The pattern of spermatogenesis in a native marine invertebrate <em>Galeolaria </em> — ASN Events

The pattern of spermatogenesis in a native marine invertebrate Galeolaria  (#270)

Yonggang Lv 1 , Minjie Lin 1 , John Aitken 1
  1. University of Newcastle, CALLAGHAN, NSW, Australia

Galeolaria caespitosa is a native tube dwelling marine invertebrate which broadly distributes along the intertidal zone of South-eastern Australian coast. It is a broadcast-spawning species whose abdomen is filled up with viable gametes throughout the year. The pattern of spermatogenesis was investigated at the ultrastructural level using both transmission and scanning electron microscopy. The proliferation of spermatogonia occurred in cell clusters attached to the ciliated intersegmental peritoneal septum, forming a germinal center located at the dorsal region of each segment. Germ cells migrated peripherally while undergoing the first meiotic division; the formation of synaptonemal complexes being detected in primary spermatocytes. Paired secondary spermatocytes detached from cell clusters in the germinal center and completed the remainder of spermatogenesis in coelomic fluid. Tetrads of round spermatids were generated as a result of the second meiotic division. The acrosome first appeared in the posterior end of the cytoplasm as a spherical proacrosomal vesicle with an associated Golgi complex. The proacrosome migrated toward the anterior end of the sperm during spermiogenesis and reached the apex prior to the completion of nuclear condensation. The mature spermatozoa were of the ect-aquasperm type, with a cap-like acrosome, an oval nucleus, a midpiece containing four round mitochondria and a flagellum with a typical 9 + 2 configuration.
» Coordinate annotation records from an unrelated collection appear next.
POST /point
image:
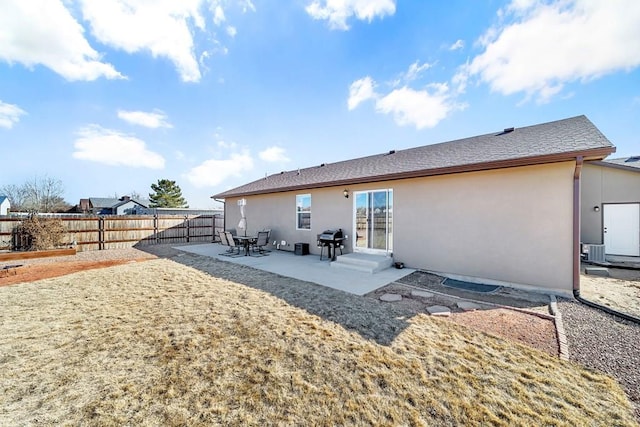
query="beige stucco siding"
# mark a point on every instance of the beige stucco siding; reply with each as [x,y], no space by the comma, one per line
[600,185]
[329,209]
[511,225]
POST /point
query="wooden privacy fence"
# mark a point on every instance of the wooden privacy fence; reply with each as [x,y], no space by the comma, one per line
[121,231]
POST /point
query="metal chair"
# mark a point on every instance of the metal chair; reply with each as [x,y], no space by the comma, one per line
[261,241]
[234,249]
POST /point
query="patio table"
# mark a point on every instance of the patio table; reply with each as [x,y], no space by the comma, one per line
[246,242]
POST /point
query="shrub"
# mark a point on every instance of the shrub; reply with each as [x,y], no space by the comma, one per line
[43,233]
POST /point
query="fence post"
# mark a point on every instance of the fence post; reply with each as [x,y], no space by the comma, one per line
[100,233]
[155,228]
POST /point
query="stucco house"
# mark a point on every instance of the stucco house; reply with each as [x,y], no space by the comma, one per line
[4,205]
[499,208]
[611,205]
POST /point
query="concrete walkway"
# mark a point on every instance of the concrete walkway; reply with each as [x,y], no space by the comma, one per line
[307,267]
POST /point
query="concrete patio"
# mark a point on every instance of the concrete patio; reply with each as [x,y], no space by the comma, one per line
[308,267]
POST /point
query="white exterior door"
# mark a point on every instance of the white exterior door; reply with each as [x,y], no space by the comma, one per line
[621,229]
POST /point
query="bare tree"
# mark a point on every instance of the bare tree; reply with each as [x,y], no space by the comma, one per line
[40,194]
[15,194]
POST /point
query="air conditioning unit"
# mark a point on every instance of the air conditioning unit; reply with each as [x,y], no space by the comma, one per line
[595,253]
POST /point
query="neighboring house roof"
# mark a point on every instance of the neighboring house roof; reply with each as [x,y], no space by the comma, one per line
[111,204]
[544,143]
[629,163]
[103,202]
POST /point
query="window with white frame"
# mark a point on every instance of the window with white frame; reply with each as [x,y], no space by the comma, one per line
[303,212]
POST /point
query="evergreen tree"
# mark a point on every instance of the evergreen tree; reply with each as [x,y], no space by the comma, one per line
[167,194]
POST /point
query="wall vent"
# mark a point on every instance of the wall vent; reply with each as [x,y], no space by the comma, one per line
[595,253]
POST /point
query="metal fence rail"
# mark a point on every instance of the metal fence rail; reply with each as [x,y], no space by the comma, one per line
[120,231]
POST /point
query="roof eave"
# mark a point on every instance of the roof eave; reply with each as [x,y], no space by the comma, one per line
[615,166]
[592,155]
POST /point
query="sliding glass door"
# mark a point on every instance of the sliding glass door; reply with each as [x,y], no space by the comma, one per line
[373,219]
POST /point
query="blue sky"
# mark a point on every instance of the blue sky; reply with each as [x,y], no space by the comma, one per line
[111,95]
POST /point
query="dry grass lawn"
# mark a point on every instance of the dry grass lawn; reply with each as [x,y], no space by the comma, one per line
[161,343]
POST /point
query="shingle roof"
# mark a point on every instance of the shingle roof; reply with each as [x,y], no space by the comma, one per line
[543,143]
[103,202]
[632,162]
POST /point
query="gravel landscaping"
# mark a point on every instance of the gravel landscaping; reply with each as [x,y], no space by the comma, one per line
[606,343]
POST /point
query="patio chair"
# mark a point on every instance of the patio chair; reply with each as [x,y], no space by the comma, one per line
[227,239]
[261,241]
[234,249]
[224,242]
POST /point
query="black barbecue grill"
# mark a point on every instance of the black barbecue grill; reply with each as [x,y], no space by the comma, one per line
[331,239]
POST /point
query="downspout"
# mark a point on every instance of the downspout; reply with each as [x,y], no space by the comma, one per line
[576,226]
[576,249]
[224,209]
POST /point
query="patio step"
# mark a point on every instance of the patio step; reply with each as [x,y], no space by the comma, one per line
[363,262]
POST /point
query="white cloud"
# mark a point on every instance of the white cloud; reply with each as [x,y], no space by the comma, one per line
[159,27]
[9,115]
[218,15]
[413,73]
[43,32]
[459,44]
[153,120]
[337,12]
[274,154]
[420,108]
[360,91]
[113,148]
[545,46]
[423,108]
[214,171]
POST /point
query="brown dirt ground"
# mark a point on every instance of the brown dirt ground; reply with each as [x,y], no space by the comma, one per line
[524,328]
[31,273]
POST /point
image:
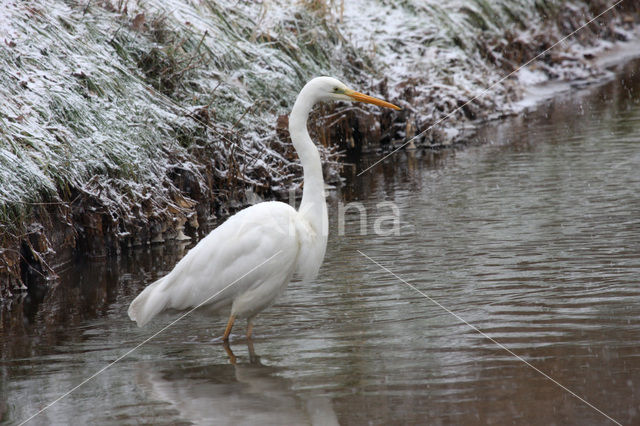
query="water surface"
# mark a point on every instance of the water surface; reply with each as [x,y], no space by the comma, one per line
[533,237]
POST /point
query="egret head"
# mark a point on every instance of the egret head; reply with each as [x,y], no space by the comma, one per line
[328,88]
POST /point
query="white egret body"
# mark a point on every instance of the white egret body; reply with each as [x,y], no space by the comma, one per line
[256,252]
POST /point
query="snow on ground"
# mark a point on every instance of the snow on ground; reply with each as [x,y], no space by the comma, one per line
[108,102]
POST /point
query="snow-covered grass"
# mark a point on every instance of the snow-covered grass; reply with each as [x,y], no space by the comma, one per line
[143,112]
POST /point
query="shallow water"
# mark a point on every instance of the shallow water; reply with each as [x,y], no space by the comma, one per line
[532,237]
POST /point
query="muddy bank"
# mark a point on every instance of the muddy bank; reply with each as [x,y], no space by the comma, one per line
[202,157]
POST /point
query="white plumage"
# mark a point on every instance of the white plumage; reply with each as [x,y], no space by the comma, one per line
[257,251]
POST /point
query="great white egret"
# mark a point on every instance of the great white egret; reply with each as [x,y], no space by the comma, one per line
[248,261]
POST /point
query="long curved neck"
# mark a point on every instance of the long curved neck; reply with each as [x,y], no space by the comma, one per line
[313,206]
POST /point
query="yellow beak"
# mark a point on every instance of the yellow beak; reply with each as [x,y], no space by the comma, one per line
[361,97]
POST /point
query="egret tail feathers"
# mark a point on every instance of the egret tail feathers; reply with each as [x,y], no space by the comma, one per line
[149,303]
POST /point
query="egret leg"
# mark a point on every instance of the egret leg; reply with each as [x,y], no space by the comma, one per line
[227,331]
[249,328]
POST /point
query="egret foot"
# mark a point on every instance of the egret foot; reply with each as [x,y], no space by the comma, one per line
[227,331]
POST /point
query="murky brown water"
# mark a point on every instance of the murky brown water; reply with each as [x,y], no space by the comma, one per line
[533,238]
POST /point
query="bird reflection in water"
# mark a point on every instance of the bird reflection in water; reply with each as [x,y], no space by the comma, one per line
[235,393]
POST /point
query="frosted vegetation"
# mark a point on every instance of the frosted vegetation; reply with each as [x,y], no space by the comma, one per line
[141,110]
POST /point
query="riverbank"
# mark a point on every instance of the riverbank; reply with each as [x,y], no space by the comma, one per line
[126,126]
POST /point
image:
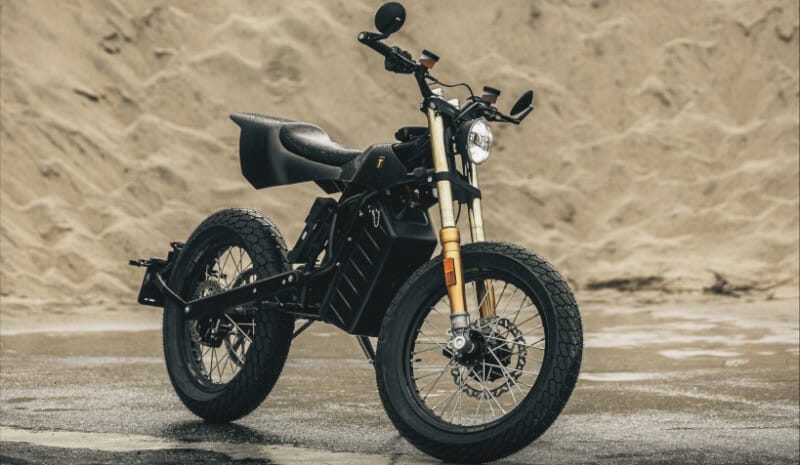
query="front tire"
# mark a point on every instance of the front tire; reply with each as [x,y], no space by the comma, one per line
[494,403]
[223,368]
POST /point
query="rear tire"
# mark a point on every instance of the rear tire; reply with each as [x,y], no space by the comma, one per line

During maturation spermatogenic cells migrated ventrally away from the germinal center in each segment, and were eventually released into the water column from the main sperm duct, which was longitudinally distributed in the ventral region of the abdomen. Since a portion of spermatogenesis in this species involves cells floating freely in the coelomic cavity, secondary spermatocytes have been successfully purified on Percoll gradients, cultured in RPMI medium 1640 and shown to complete the entire process of spermiogenesis in vitro.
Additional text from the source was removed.